Abstract. Mean Field Games represent limit models for symmetric non-zero sum non-cooperative dynamic games, when the number N of players tend to infinity. We focus on finite time horizon problems where the position of each agent belongs to a finite state space. Relying on a probabilistic representation of the dynamics in terms of Poisson random measures, we first show that a solution of the Mean Field Game provides an approximate symmetric Nash equilibrium for the N-player game. Then, under stronger assumptions for which uniqueness holds, we prove that the sequence on Nash equilibria converges to a Mean Field Game solution. We exploit the so-called Master Equation, which in this framework is a first order quasilinear PDE stated in the symplex of probability measures.

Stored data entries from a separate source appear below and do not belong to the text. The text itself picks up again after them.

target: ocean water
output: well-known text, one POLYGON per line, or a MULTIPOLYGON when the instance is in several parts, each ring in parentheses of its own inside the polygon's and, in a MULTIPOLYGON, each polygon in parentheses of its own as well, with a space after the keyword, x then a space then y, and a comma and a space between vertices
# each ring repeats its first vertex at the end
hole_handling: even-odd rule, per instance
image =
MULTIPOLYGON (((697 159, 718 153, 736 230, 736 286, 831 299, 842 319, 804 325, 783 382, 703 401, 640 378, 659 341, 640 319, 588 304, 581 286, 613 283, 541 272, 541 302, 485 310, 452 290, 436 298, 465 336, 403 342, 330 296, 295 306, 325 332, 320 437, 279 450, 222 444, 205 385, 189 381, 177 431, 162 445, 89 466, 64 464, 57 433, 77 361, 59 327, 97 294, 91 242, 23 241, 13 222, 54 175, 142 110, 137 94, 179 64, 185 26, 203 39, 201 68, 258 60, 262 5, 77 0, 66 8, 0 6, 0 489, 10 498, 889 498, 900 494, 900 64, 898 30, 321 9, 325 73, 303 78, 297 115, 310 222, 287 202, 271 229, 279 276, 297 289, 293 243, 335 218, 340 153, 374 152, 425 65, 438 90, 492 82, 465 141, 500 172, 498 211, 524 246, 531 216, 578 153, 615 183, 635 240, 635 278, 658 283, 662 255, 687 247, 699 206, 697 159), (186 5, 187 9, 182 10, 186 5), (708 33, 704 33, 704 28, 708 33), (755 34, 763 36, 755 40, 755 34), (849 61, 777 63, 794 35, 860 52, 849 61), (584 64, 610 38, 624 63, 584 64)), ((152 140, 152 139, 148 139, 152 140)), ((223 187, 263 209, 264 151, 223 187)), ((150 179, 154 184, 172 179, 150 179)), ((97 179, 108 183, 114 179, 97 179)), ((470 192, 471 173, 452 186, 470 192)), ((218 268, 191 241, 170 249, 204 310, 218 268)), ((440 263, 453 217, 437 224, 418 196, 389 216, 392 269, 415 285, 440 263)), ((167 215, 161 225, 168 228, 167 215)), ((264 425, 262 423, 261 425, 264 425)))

Sebastiano Don, Fine properties of functions of bounded variation in Carnot-Caratheodory spaces
Abstract. Functions of bounded variation (BV functions) can be seen as a generalization of Sobolev maps and arise naturally in many problems in Calculus of Variations. Carnot-Carath\'eodory spaces are particular metric spaces that arise from the study of hypoelliptic differential operators. In this seminar we will introduce the notions of approximate continuity point, approximate jump point and approximate differentiability point for a generic L^1 function and we will show the so-called fine properties of BV functions, first in the case of Euclidean spaces, and then in the case of Carnot-Carath\'eodory spaces. In particular, the rectifiability of the approximate jump set, the approximate differentiability almost everywhere and the decomposition formula for the measure derivative of a BV function will be shown.